Ela não podia simplesmente prejudicá-la.
Barbara continuou: "Meu pai é professor universitário e minha mãe é arqueóloga. Eles atualmente estão morando no exterior."
Na verdade, os pais de Barbara eram um casal muito comum de agricultores.
Lena acenou com a cabeça. "Então sua família é uma família de estudiosos! Quantos irmãos e irmãs você tem?"
"Sou filha única." Barbara continuou: "Por isso tenho muita inveja do Samuel. Ele tem uma irmã tão boa!"
Lena sorriu.
Vendo que Lena não respondia, Barbara imediatamente mudou de assunto. "Aliás, irmã, eu trouxe um presente para você. Não sei se você vai gostar."
Enquanto falava, Barbara tirou o presente que havia preparado anteriormente.
Era um batom de marca famosa.
Nenhuma mulher consegue resistir a um batom.
Lena recusou. "Agradeço a sua gentileza, mas raramente uso maquiagem. Você pode ficar com ele para você."
Barbara colocou a caixa de presente na mesa e disse: "Irmã, eu trouxe pra cá. Por favor, aceite."
Samuel imediatamente defendeu Barbara. "Irmã, esse batom é de uma cor que a Barbara escolheu por muito tempo. Fique com ele."
"Mas eu realmente não preciso dele." Lena se levantou. "Vocês continuem conversando. Eu vou cozinhar."
"Irmã, deixe-me ajudar você!" Barbara imediatamente se levantou.
Lena recusou, "Não, tem muita fumaça na cozinha. Não suje suas roupas."

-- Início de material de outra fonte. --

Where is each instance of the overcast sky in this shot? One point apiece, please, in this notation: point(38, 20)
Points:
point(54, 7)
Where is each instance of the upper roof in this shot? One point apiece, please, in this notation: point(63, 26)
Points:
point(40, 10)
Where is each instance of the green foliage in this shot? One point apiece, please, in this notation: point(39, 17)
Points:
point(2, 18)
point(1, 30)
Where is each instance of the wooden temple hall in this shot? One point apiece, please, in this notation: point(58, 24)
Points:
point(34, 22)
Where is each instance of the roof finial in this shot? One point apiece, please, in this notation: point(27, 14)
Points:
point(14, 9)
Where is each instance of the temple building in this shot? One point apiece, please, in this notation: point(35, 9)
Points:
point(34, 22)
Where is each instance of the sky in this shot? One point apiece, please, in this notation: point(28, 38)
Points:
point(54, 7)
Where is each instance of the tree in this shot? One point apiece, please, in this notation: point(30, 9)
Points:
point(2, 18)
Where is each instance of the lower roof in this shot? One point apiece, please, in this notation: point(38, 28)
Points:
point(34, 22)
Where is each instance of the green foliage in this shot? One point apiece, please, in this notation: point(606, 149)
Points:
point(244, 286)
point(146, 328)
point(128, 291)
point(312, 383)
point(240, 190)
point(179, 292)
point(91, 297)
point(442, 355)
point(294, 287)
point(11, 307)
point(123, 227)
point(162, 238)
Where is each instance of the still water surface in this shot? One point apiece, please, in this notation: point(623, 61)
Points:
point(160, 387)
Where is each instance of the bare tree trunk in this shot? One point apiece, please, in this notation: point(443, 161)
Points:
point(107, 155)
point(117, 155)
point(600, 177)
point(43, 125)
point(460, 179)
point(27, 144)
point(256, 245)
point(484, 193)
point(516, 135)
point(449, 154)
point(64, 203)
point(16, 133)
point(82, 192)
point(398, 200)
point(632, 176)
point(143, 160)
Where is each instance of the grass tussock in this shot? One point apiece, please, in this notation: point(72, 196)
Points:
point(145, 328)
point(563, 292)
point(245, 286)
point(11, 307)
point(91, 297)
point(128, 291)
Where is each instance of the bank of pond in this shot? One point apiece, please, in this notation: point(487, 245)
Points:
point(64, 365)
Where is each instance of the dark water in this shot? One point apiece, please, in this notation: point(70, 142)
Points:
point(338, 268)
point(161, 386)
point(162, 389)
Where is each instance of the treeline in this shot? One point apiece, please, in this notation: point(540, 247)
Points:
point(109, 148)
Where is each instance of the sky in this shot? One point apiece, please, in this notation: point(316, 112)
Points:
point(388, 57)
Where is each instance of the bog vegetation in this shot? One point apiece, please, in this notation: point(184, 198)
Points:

"Está tudo bem. Eu sempre cozinho em casa."
Ruby pegou uma maçã e comeu enquanto contava a ele o que tinha visto no shopping ontem.
Ouvindo isso, Samuel disse, "Ruby, você entendeu errado sobre a Barbara? Eu conheço a Barbara há tanto tempo e ela não é o tipo de pessoa a perder a calma! Se aquela vendedora estava errada primeiro, é compreensível que Barbara tenha dado um tapa nela com raiva."
Assim que terminou de falar, Samuel continuou, "Ruby, você só viu a Barbara batendo nas pessoas e não viu a causa da questão. Não é ruim acusá-la assim?"
Era normal as pessoas estarem de mau humor quando estavam muito zangadas.
O amor cega os olhos. Samuel acreditava que Barbara não era o tipo de pessoa que perderia a temperança sem motivo.
Ruby deu uma mordida na maçã e continuou, "Embora não tenhamos visto a causa da questão, os olhos de uma pessoa não podem enganar as pessoas. Nos olhos de Barbara, podemos ver que ela não é uma boa pessoa para se conviver. Aliás, tio, o que você acha da profissão dela?"
Os olhos eram as janelas da alma.
Em sua vida passada e nesta vida, Ruby já tinha visto todo tipo de gente. Não era a primeira vez que ela tinha visto alguém como Barbara que era boa na dissimulação.